Die Bandbreite der Auftritte reicht von Kinderfesten bis zu geschlossenen Veranstaltungen im LionsClub. Auch räumlich werden immer größere Kreise gezogen. Von Flensburg zum Norden, dann nach ganz Deutschland. Und dann wagte man sich an die Grenzen. Zunächst noch an die angrenzenden Grenzen?? Kleiner Scherz. Dänemark, Holland, Österreich.

Ebendort, in Österreich/Graz fand auch der bisher größte Auftritt statt. 2007 haben die Mürwiker dort beim SongContestFestival mitgespielt. Sie haben zwar nicht gewonnen, aber dieser Auftritt, vor über 3ooo Zuschauern hat bei fast Allen den größten Eindruck hinterlassen.

Was ist das denn eigentlich für eine Musik, die „Die Mürwiker“ machen? Es ist eine Mischung aus allem, also Pop, Rock, etwas Folk ist auch dabei, Oldies, Deutsches, Schlager, also wirklich quer Beet. Das ist deswegen so, weil auch die Vorlieben der Bandmitglieder sehr unterschiedlich sind.Vom „Schleswig-Holstein-Lied“ über „Rosenstolz“ bis „Rammstein“ ist alles dabei.

Momentan zählt die Band 15 Mitglieder. Diese Zahl variiert etwas, auch aus Krankheits-Gründen.  Stephan sagte mir einmal, wenn er sich nach dem Bedarf richten würde, könnte die Band auch aus 60 Mitgliedern bestehen. Aber 15 Menschen reichen erstmal. Es gibt Schlagzeug, Bass, Percussion, Gitarre, Keyboards, einen Chor und natürlich die beiden Leader. Die Mitglieder heißen augenblicklich, inklusive der beiden Leader, Anne, Emanuel, Riad, Sintje, Madeleine, Frank, Stephan, Laura, Ramona, Andrea, Tanja, Norbert, Benett, Armin und Peter.

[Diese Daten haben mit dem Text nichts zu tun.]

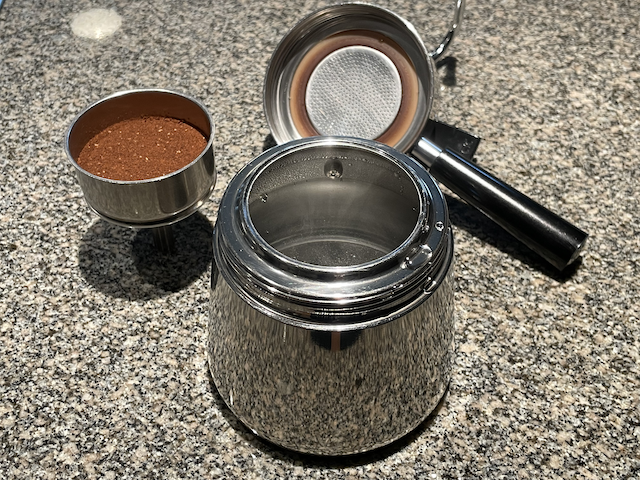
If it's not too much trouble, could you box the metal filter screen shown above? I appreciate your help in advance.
[305,46,402,139]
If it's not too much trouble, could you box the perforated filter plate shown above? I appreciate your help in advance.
[305,46,402,139]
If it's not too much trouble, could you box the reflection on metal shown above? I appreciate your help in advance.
[208,137,453,455]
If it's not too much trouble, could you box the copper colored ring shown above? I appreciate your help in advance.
[289,30,419,147]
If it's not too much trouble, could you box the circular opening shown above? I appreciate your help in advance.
[248,145,421,267]
[67,90,213,182]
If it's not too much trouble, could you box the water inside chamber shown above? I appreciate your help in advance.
[249,149,420,267]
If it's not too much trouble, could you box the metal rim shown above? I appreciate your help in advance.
[214,137,453,330]
[263,3,435,152]
[64,88,214,185]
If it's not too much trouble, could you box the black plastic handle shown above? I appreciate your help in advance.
[411,138,588,270]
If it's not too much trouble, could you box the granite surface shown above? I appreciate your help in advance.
[0,0,640,479]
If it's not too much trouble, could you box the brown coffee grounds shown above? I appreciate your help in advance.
[77,116,207,181]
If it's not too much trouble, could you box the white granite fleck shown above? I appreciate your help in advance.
[0,0,640,479]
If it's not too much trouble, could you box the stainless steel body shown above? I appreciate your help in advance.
[65,89,216,228]
[208,137,453,455]
[264,1,587,269]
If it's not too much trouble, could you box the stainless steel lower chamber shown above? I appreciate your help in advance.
[208,137,453,455]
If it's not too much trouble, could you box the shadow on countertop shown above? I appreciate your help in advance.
[78,212,213,300]
[207,369,449,469]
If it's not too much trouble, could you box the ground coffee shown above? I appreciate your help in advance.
[78,116,207,181]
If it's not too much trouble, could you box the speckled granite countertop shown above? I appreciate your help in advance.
[0,0,640,479]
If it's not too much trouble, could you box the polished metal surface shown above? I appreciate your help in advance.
[431,0,466,61]
[264,0,588,270]
[208,137,453,455]
[264,3,435,151]
[65,89,216,228]
[305,45,402,138]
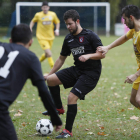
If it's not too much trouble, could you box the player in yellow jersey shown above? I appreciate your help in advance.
[30,1,60,68]
[97,5,140,109]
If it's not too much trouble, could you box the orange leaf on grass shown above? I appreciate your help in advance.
[22,122,26,126]
[98,132,106,136]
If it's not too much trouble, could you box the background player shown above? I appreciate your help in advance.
[43,10,104,139]
[0,24,62,140]
[30,1,60,68]
[98,5,140,109]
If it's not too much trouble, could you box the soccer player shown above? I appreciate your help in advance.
[43,10,105,139]
[0,24,62,140]
[30,1,60,68]
[97,5,140,109]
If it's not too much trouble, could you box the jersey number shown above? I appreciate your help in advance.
[0,46,19,78]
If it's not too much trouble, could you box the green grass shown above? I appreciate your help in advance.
[0,36,140,140]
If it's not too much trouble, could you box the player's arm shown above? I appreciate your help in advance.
[124,70,140,84]
[97,35,128,55]
[30,21,35,31]
[54,23,60,36]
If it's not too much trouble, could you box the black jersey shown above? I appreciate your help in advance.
[0,42,62,125]
[60,29,103,70]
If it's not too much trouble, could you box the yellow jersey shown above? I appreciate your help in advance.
[32,11,60,40]
[126,29,140,69]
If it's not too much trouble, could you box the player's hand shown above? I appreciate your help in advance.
[55,125,62,132]
[78,55,89,62]
[54,29,59,36]
[97,46,109,55]
[124,74,138,84]
[44,73,49,81]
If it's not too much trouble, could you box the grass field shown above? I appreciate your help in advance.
[0,36,140,140]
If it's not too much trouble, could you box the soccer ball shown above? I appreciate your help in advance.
[36,119,53,136]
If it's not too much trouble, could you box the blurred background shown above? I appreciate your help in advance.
[0,0,140,38]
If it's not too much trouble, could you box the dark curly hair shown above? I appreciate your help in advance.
[63,9,80,22]
[121,5,140,19]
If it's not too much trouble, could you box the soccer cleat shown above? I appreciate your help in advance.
[42,106,65,115]
[55,129,73,139]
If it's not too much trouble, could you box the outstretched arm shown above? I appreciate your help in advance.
[30,21,35,31]
[79,51,105,62]
[125,70,140,84]
[54,23,60,36]
[97,35,128,55]
[44,55,67,80]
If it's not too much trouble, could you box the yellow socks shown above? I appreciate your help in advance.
[39,53,46,62]
[47,57,54,69]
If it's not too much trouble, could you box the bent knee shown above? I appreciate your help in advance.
[46,74,61,86]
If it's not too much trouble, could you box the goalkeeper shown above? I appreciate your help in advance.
[30,1,60,68]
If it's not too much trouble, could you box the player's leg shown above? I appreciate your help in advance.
[0,111,17,140]
[136,84,140,109]
[42,67,79,115]
[130,78,140,109]
[56,72,99,139]
[44,49,54,69]
[130,88,138,107]
[42,74,65,115]
[39,40,54,68]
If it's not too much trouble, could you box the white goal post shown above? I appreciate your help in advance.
[16,2,110,36]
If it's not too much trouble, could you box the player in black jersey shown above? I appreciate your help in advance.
[43,10,105,139]
[0,24,62,140]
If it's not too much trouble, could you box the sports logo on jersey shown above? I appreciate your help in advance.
[71,46,85,55]
[79,36,84,43]
[42,21,51,25]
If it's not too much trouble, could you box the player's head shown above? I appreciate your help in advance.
[41,1,50,14]
[63,9,80,34]
[121,5,140,29]
[10,23,32,48]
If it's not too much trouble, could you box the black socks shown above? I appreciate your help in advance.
[65,104,77,132]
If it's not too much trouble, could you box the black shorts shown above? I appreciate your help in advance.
[56,66,101,100]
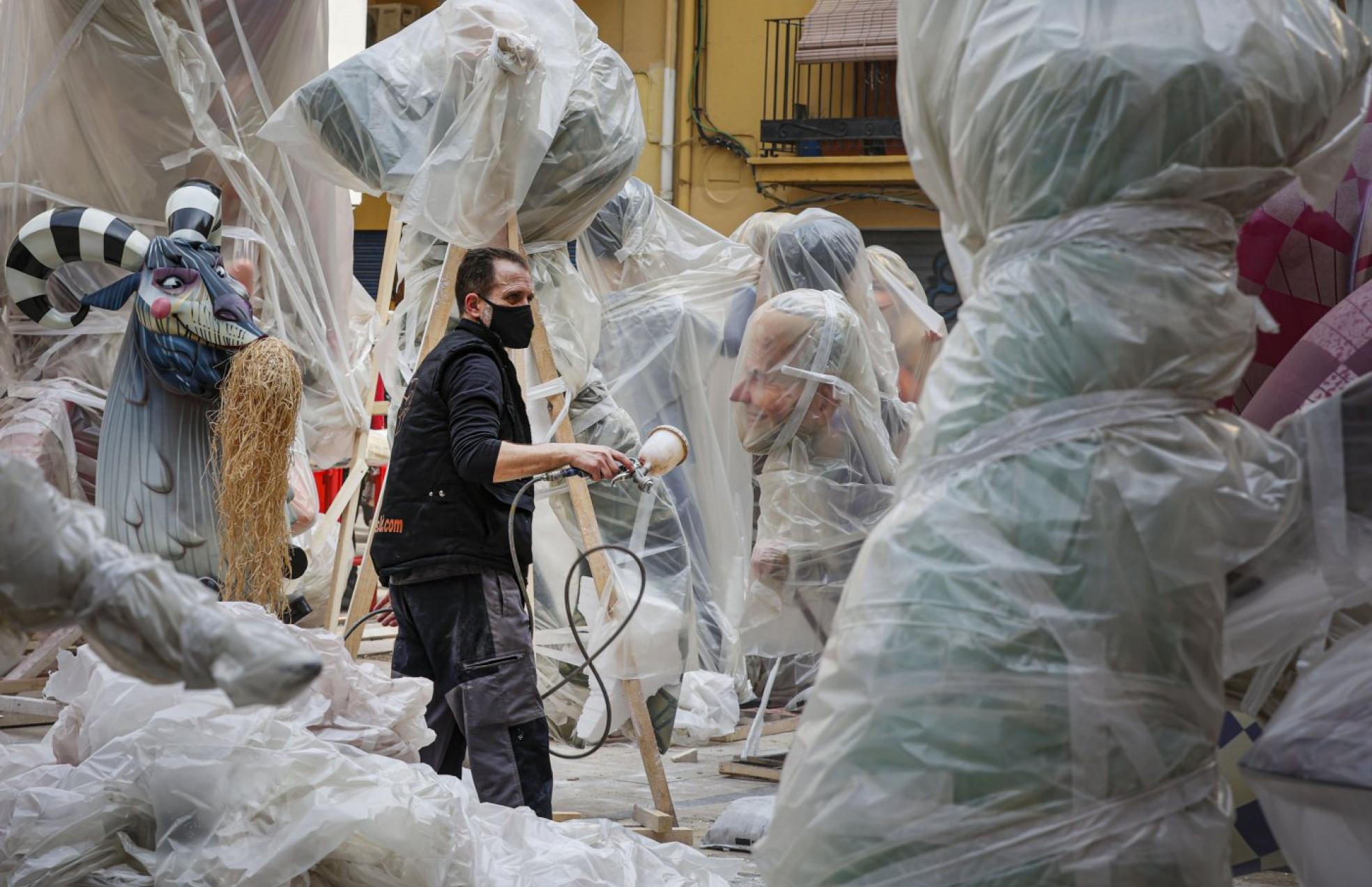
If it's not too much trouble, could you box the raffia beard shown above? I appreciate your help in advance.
[210,338,302,615]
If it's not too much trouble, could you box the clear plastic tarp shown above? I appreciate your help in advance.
[731,289,896,675]
[867,245,948,404]
[0,0,372,466]
[351,0,646,414]
[759,0,1372,887]
[0,455,320,704]
[1224,377,1372,714]
[763,207,927,453]
[729,210,794,258]
[0,631,738,887]
[574,179,760,673]
[1243,628,1372,887]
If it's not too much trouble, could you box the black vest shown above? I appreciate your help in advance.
[372,320,534,585]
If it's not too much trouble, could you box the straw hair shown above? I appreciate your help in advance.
[211,338,300,614]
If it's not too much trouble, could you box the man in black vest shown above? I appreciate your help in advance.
[372,247,631,819]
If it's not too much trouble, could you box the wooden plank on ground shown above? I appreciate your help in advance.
[0,696,63,720]
[634,803,676,832]
[719,751,786,782]
[628,825,696,847]
[4,625,81,681]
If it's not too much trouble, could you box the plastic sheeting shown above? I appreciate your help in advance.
[672,672,738,745]
[759,0,1369,887]
[0,0,372,466]
[574,179,760,673]
[867,245,948,404]
[1243,628,1372,887]
[1224,377,1372,714]
[44,602,434,765]
[763,207,920,453]
[1243,626,1372,788]
[729,210,794,258]
[262,0,643,254]
[0,642,737,887]
[0,456,320,704]
[359,0,646,414]
[731,289,896,669]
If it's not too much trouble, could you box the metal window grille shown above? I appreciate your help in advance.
[760,18,904,156]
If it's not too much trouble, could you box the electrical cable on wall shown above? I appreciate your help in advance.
[689,0,937,211]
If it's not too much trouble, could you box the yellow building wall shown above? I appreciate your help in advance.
[354,0,938,234]
[578,0,938,234]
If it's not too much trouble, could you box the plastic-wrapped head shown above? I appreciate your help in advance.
[729,210,794,258]
[763,209,896,397]
[897,0,1368,291]
[730,289,896,483]
[867,245,948,404]
[577,179,757,298]
[577,179,653,292]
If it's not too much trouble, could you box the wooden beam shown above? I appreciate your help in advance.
[4,625,81,681]
[322,207,401,637]
[634,803,676,832]
[628,825,696,847]
[343,236,466,656]
[709,714,800,743]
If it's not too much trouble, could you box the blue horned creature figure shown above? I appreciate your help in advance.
[4,179,266,584]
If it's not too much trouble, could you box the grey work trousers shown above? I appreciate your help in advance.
[391,570,553,819]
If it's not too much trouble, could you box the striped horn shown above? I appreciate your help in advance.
[4,206,148,330]
[167,179,224,245]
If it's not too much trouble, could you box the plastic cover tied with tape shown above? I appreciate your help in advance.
[0,456,320,704]
[577,179,760,673]
[759,0,1369,887]
[760,207,927,453]
[730,289,896,689]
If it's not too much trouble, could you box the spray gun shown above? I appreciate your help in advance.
[533,425,690,493]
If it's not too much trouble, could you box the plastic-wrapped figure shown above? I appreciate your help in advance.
[729,210,794,258]
[763,209,914,453]
[6,179,265,577]
[867,245,948,404]
[0,456,320,706]
[578,179,759,673]
[730,289,896,703]
[759,0,1372,887]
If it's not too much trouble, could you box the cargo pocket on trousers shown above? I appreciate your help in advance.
[457,652,543,731]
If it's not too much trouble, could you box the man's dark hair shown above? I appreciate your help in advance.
[452,245,528,306]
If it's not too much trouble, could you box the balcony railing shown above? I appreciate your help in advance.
[759,18,906,156]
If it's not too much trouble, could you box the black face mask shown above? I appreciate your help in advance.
[476,295,534,349]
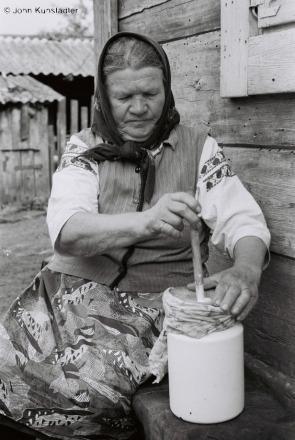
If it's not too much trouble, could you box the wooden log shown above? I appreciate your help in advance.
[207,245,295,378]
[93,0,118,82]
[81,106,89,130]
[70,99,79,135]
[223,147,295,258]
[248,28,295,95]
[56,98,67,161]
[258,0,295,29]
[245,353,295,412]
[119,0,220,42]
[163,32,295,148]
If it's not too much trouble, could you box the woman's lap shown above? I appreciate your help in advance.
[0,268,163,439]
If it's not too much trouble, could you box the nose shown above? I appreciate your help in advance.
[130,95,147,115]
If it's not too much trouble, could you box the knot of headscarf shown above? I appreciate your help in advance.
[83,32,180,205]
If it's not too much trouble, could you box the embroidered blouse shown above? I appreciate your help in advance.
[47,127,270,264]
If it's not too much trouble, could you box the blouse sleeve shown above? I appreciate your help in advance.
[47,135,99,247]
[197,136,270,258]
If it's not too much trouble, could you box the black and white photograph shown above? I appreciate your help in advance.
[0,0,295,440]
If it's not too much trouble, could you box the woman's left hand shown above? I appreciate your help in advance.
[188,265,261,321]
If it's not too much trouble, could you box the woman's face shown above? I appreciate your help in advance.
[106,67,165,142]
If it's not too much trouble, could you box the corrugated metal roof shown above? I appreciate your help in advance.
[0,75,64,104]
[0,36,95,76]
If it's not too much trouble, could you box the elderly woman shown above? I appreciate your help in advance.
[0,32,269,439]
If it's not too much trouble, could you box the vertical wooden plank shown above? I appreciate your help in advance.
[93,0,118,86]
[220,0,258,98]
[35,106,51,197]
[81,106,88,130]
[70,99,79,135]
[56,98,67,162]
[29,107,40,151]
[48,125,55,188]
[90,95,94,125]
[0,151,22,204]
[20,104,30,141]
[20,150,36,203]
[248,29,295,95]
[0,105,13,150]
[11,105,21,150]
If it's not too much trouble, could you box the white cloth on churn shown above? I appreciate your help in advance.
[149,287,236,383]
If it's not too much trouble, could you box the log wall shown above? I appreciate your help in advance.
[118,0,295,408]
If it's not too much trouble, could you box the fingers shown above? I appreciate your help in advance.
[150,192,202,238]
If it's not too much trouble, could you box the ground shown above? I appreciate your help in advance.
[0,206,52,317]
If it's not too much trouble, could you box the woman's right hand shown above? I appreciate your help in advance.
[142,192,201,238]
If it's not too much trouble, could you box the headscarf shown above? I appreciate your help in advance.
[83,32,180,207]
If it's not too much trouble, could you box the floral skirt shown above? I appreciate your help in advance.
[0,267,163,440]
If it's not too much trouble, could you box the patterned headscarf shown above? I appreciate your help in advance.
[84,32,180,206]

„Die Mürwiker Band“ ist inzwischen eine Institution und eine einmalige Sache. Es besteht eine ungeheuer große Nachfrage und zu den bisherigen (ca.100) Auftritten kommen ständig neue hinzu. Es besteht Kontakt zu anderen Handicap-Bands und man befindet sich in permanenter Bewegung und Entwicklung. Oder, wie Stephan es einmal sagte, „für uns ist der Weg das Ziel“.

Um also noch einmal auf das Anfangsthema, man erinnert sich vielleicht, „Menschen mit Handicaps machen Musik“,  zurück zu kommen, kann bei der „Mürwiker Band“ wirklich von gelebter Inklusion gesprochen werden. Das Wort Inklusion will das Zusammenleben und/oder –arbeiten von sog. Normalen mit sog. Gehandicapten ausdrücken.
Inklusion ist also ein weiterer Schritt hin zu echter „Normalität“. Zu einer Normalität, die keine trennenden Unterschiede mehr macht zwischen den Menschen, sondern das Ziel einer konstruktiven Produktivität nach allen Richtungen hat, was man auch nennen kann: Jeder gebe nach seinen Fähigkeiten und empfange nach seinen Bedürfnissen. Oder, wie es in dem Refrain eines bekannten Songs heißt: „Learning to live together“.